Such a person has no concept of intrinsic value. He “judges people and things by externals”, or so my dictionary says. And this is what I told Sarah Jane because I was keen to get back to Dr Crane. But 12-year-olds don’t let you off that easily. Why, she wanted to know, did various boys at our local comprehensive consider her to be a “snobby cow”? Why on the last day of term did one of them steal her calculator and smash it while two others lobbed a can of Coke in her direction?

Were I not still seething over the calculator affair I might have suggested that what we were actually looking at here was a typographical error. After all, snobs do not spend all Christmas in their dressing gowns, prone in front of the soap specials, trying to perfect a Brookside accent. Snobs don’t pass Christmas on a diet of pizza and seasonal choccies. Snobs don’t upset their mothers by declaring our traditional Christmas lunch “yuk”. Slobs, yes. Snobs, no.

Snobs are men like Frasier Crane who is, by all accounts, the most popular character in American TV comedy since Sergeant Bilko. Snobs love Frasier but so do New York cabbies, dental hygienists in LA and a large proportion of the US prison population. Channel 4 audiences love Frasier too.

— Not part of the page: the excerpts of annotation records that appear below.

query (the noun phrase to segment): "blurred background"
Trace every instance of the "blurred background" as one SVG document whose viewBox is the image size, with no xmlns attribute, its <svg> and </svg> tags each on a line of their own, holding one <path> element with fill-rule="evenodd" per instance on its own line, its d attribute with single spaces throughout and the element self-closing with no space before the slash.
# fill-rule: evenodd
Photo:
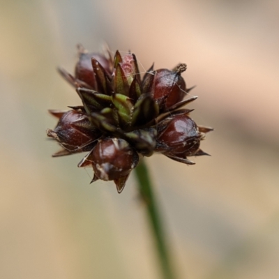
<svg viewBox="0 0 279 279">
<path fill-rule="evenodd" d="M 194 166 L 146 159 L 180 278 L 279 276 L 279 2 L 0 1 L 0 278 L 159 278 L 132 176 L 89 185 L 83 157 L 51 155 L 48 109 L 80 104 L 56 73 L 76 45 L 130 50 L 183 73 L 215 128 Z"/>
</svg>

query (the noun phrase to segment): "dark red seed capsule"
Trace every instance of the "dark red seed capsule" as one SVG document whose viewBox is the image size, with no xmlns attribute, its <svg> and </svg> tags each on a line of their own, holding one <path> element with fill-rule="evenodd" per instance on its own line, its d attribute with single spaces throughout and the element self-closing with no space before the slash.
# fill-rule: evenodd
<svg viewBox="0 0 279 279">
<path fill-rule="evenodd" d="M 176 71 L 167 69 L 157 70 L 154 78 L 153 98 L 164 112 L 173 105 L 181 101 L 186 94 L 186 84 L 181 73 L 185 67 L 178 67 Z"/>
<path fill-rule="evenodd" d="M 55 129 L 47 130 L 49 137 L 56 140 L 70 152 L 91 150 L 91 144 L 100 137 L 100 133 L 84 112 L 77 110 L 63 113 Z"/>
<path fill-rule="evenodd" d="M 126 140 L 106 138 L 97 144 L 91 159 L 95 175 L 109 181 L 129 174 L 137 165 L 139 156 Z"/>
</svg>

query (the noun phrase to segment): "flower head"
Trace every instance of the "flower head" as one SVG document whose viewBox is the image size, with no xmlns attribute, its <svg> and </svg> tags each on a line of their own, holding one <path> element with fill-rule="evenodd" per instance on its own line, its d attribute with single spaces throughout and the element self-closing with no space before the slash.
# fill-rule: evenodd
<svg viewBox="0 0 279 279">
<path fill-rule="evenodd" d="M 54 156 L 89 151 L 78 166 L 92 167 L 92 181 L 113 180 L 120 193 L 140 156 L 159 152 L 191 165 L 188 156 L 206 155 L 199 144 L 212 129 L 197 126 L 188 116 L 191 110 L 181 109 L 197 98 L 183 100 L 191 89 L 181 76 L 186 64 L 172 70 L 152 66 L 142 79 L 133 54 L 116 51 L 112 59 L 110 51 L 78 50 L 75 75 L 59 71 L 82 105 L 50 111 L 59 120 L 47 135 L 63 148 Z"/>
</svg>

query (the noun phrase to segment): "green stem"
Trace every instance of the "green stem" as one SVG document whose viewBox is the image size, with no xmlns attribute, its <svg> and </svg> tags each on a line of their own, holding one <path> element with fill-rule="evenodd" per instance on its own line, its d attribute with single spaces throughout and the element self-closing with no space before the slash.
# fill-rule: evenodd
<svg viewBox="0 0 279 279">
<path fill-rule="evenodd" d="M 164 279 L 174 279 L 172 266 L 165 234 L 162 225 L 160 211 L 158 208 L 156 197 L 153 194 L 151 181 L 147 167 L 143 160 L 135 169 L 141 197 L 144 202 L 151 229 L 154 236 L 160 265 Z"/>
</svg>

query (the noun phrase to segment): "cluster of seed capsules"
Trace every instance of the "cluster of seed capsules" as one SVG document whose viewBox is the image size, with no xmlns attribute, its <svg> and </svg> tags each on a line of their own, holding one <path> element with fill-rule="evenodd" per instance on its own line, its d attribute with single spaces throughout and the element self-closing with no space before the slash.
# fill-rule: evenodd
<svg viewBox="0 0 279 279">
<path fill-rule="evenodd" d="M 113 58 L 108 50 L 89 53 L 82 45 L 78 52 L 75 75 L 59 71 L 82 105 L 50 110 L 59 121 L 47 135 L 62 146 L 54 157 L 89 152 L 78 167 L 92 167 L 91 182 L 114 181 L 121 193 L 142 156 L 157 152 L 193 165 L 188 157 L 208 155 L 199 144 L 213 129 L 197 126 L 189 116 L 193 110 L 181 109 L 197 98 L 183 100 L 191 89 L 181 77 L 186 64 L 156 70 L 152 66 L 141 77 L 133 54 L 116 51 Z"/>
</svg>

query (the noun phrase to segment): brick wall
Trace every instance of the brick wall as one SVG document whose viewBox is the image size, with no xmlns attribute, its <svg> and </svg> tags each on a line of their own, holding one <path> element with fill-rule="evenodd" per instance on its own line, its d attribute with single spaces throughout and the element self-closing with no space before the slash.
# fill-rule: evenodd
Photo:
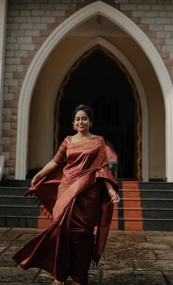
<svg viewBox="0 0 173 285">
<path fill-rule="evenodd" d="M 18 101 L 32 59 L 47 37 L 87 0 L 9 0 L 6 39 L 1 154 L 7 179 L 15 178 Z M 142 30 L 173 80 L 173 0 L 108 0 Z"/>
</svg>

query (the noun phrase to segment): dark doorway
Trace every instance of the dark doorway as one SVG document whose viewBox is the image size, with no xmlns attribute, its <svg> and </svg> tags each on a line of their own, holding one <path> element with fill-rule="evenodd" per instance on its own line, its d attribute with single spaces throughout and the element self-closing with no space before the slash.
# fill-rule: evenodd
<svg viewBox="0 0 173 285">
<path fill-rule="evenodd" d="M 58 103 L 60 143 L 76 133 L 71 122 L 73 108 L 88 105 L 94 117 L 90 131 L 102 136 L 117 155 L 118 178 L 136 179 L 136 102 L 126 74 L 99 49 L 81 60 L 66 81 Z"/>
</svg>

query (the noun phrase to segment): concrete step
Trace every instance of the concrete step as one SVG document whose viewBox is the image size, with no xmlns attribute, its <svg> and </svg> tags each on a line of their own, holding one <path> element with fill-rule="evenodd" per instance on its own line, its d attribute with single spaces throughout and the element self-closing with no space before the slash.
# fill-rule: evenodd
<svg viewBox="0 0 173 285">
<path fill-rule="evenodd" d="M 123 193 L 126 197 L 136 197 L 136 194 L 139 192 L 140 196 L 141 198 L 164 198 L 166 199 L 173 198 L 173 190 L 166 189 L 142 189 L 140 190 L 132 190 L 131 189 L 120 189 L 119 194 Z"/>
<path fill-rule="evenodd" d="M 16 195 L 0 195 L 1 205 L 35 205 L 40 203 L 39 200 L 34 199 L 34 197 L 28 195 L 25 198 L 24 196 Z"/>
<path fill-rule="evenodd" d="M 31 186 L 31 180 L 30 179 L 26 179 L 25 180 L 2 179 L 0 182 L 0 186 L 5 187 L 26 187 L 29 189 Z"/>
<path fill-rule="evenodd" d="M 173 219 L 173 208 L 125 208 L 119 207 L 114 209 L 113 218 L 116 218 L 118 211 L 119 217 L 126 217 L 129 218 L 136 218 L 139 216 L 139 212 L 142 213 L 142 216 L 144 218 Z"/>
<path fill-rule="evenodd" d="M 24 196 L 28 189 L 27 187 L 0 187 L 0 195 Z"/>
<path fill-rule="evenodd" d="M 37 205 L 0 205 L 0 215 L 26 216 L 38 217 L 41 207 Z"/>
<path fill-rule="evenodd" d="M 121 217 L 112 219 L 110 230 L 124 229 L 126 231 L 170 231 L 173 230 L 173 218 L 125 218 Z"/>
<path fill-rule="evenodd" d="M 44 228 L 52 223 L 51 216 L 0 215 L 0 227 Z M 39 226 L 43 224 L 43 226 Z"/>
</svg>

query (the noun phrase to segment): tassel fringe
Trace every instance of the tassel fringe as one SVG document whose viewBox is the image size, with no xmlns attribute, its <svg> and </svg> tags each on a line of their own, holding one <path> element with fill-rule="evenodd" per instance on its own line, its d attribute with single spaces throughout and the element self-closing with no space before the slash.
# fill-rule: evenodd
<svg viewBox="0 0 173 285">
<path fill-rule="evenodd" d="M 32 194 L 25 194 L 25 195 L 24 195 L 24 198 L 27 198 L 27 196 L 28 195 L 30 195 L 30 196 L 32 196 L 32 195 L 33 195 L 33 193 L 32 193 Z M 36 203 L 36 202 L 37 202 L 37 200 L 39 200 L 39 199 L 38 197 L 38 196 L 37 196 L 35 194 L 35 196 L 34 196 L 34 197 L 32 197 L 32 198 L 33 198 L 33 199 L 36 199 L 36 200 L 35 200 L 35 203 Z M 40 205 L 41 205 L 41 204 L 42 204 L 42 203 L 41 203 L 41 201 L 40 201 L 40 204 L 39 204 L 39 205 L 38 205 L 38 207 L 39 207 L 40 206 Z M 44 206 L 43 206 L 43 207 L 42 207 L 42 208 L 41 208 L 41 211 L 43 211 L 44 209 L 46 209 L 46 212 L 45 212 L 45 213 L 44 213 L 44 216 L 45 216 L 45 215 L 46 215 L 46 213 L 47 213 L 47 212 L 49 212 L 49 215 L 48 215 L 48 216 L 47 217 L 47 219 L 48 219 L 48 218 L 49 218 L 49 216 L 50 216 L 50 215 L 52 215 L 52 214 L 50 214 L 50 212 L 49 211 L 48 211 L 48 210 L 47 209 L 47 208 L 46 208 L 46 207 L 44 207 Z M 52 222 L 52 220 L 53 220 L 53 219 L 53 219 L 53 218 L 51 218 L 51 222 Z"/>
<path fill-rule="evenodd" d="M 96 266 L 97 267 L 98 266 L 98 264 L 94 261 L 93 259 L 92 259 L 91 261 L 92 262 L 92 263 L 93 264 L 93 268 L 94 267 L 95 264 L 96 264 Z"/>
</svg>

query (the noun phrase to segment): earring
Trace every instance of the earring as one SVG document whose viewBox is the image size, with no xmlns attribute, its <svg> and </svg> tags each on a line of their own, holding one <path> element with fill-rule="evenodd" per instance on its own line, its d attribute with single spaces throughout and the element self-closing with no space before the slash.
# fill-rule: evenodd
<svg viewBox="0 0 173 285">
<path fill-rule="evenodd" d="M 73 122 L 72 123 L 72 124 L 73 125 L 73 129 L 75 131 L 77 131 L 77 129 L 74 126 L 74 123 Z"/>
</svg>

But it is one of the sadnesses of British life for me that the average, intolerant class-conscious Brit can accept an American sit-com sympathetic to high-earning professionals who long for the good things in life because that’s America. What the British can’t seem to accept is a child at school who talks with a different accent or whose parents spend their money on a fancy new calculator. Her they judge from a distance, by the externals, in fact. Just as a snob would.